Laura Osnes: It’s always fun to visit their repertoire! Singing South Pacific and The Sound of Music is wonderful, but it’s also great to hear some of their “new” music. Pipe Dream is clever and quirky, with some of the songs sounding beautiful but random, I have to be honest. There are songs about octopuses and tide pools and other strange things. Our cast is wonderful, so even these quirky, weird songs are believable in the world of this show. Singing these songs sometime reminds me of other songs of theirs: it’s definitely flavored with the R&H touch. I also did a reading of their Cinderella, so I can’t complain that this has been a Rodgers & Hammerstein year for me!

KF: Has it been difficult adapting to the Encores! style of performing as semi-readings, with books in hand and minimal sets and costumes?
LO: We’re going to try and do this with the books, but how much we’re going to have to use them is still a question, since we just began rehearsals. Encores! shows used to be known as glorified workshops but now they’ve become kind of full-blown productions. We’ve going full out, full-scale for seven performances! We have a beautiful set with different signs and storefronts telling us where we are. It’s not elaborate, but it sets the scene nicely. As an actor, it’s so much more freeing to not use the book. It’s nice to hold it, if only to show people that we only had 10 days to put this together, but it’s also hard to be engaged in a scene with another actor by looking down at your book!

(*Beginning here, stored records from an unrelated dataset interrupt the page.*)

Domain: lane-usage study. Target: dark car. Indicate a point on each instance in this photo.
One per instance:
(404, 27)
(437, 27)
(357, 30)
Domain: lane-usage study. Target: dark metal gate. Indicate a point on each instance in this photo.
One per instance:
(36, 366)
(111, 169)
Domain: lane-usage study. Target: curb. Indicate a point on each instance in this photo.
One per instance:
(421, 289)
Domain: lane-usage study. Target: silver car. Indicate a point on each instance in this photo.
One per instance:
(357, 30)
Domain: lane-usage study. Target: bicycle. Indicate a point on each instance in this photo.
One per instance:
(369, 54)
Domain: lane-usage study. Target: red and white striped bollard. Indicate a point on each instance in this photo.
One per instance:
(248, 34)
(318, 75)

KF: How disappointed were you that Bonnie and Clyde didn’t succeed on Broadway?
LO: To be honest, that was the most fulfilling, rewarding project of my career so far. Getting to create something new is every actor’s dream. It’s like nothing else. I’d been part of that project for three years, and the character morphed around who I am instead of somebody else. It’s incredible as an artist to be part of that collaborative process where I can speak my mind about the character and how she’s being brought to life. A lot of people were shocked that I wasn’t the blonde Bonnie from the movie, but a redhead. The original Sandy in Grease was a brunette on Broadway, and in real life Bonnie was a strawberry blonde who dyed her hair red to appear different. We tried to stay true to who she really was, and she definitely was no blonde. I read four books on them: it seems that everybody who was around them then wrote a book about them. It was so much fun to get to play a real person and have the research to back my characterization up.

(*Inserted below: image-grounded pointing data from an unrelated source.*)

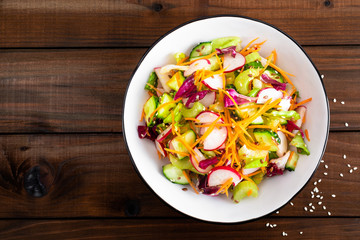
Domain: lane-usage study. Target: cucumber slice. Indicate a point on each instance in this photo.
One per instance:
(174, 174)
(149, 107)
(292, 162)
(202, 49)
(245, 189)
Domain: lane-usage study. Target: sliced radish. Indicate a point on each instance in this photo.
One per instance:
(268, 93)
(285, 104)
(247, 171)
(161, 148)
(281, 161)
(197, 65)
(163, 78)
(214, 82)
(219, 175)
(164, 134)
(233, 63)
(282, 147)
(196, 159)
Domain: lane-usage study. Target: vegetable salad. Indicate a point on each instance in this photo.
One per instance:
(224, 117)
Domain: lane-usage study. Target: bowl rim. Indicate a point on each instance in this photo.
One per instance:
(205, 18)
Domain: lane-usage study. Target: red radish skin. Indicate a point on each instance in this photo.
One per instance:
(197, 65)
(214, 82)
(233, 63)
(196, 159)
(268, 93)
(219, 175)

KF: Will you find it easy to step into some gigantic shoes to sing the role of Maria in The Sound of Music, if only for one night?
LO: In a way it will be easier, but it will also a little more intimidating, because as you say I have big shoes to fill. With Pipe Dream, nobody knows it, so there’s no real expectation, but with The Sound of Music it’s very different: everybody knows it--including me, of course--so it’s hard for me to start singing it without a British accent. I have a lot more to live up to as Maria, but I’m so excited and honored to do it. It’s a role I always dreamed about playing, but I didn’t see it coming at this time, so even singing it for one night will be amazing.

KF: It’s been five years since you won the reality-show competition to sing Sandy in the Broadway revival of Grease. How has this ride been?
LO: It’s all exceeded my expectations. I did that audition by flying out to Los Angeles with the hope that I could do it: otherwise I wouldn’t have wasted the time and money to go out there. I had a sense of peace throughout that competition, despite the competitiveness and the high stakes. I thought to myself: “If this works out, amazing, it’s my dream come true. But if not, I’ll go back to Minneapolis and someday get to New York.” When I won, I was overjoyed, but I felt that it helped me that I didn’t allow it to be life and death. But I’m grateful that it opened a lot of doors for me. There’s definitely been the stigma of the reality show that I had to prove that I could go beyond: thankfully, South Pacific happened and I was able to move on. Now I am my own entity and not just “the girl from the reality show.”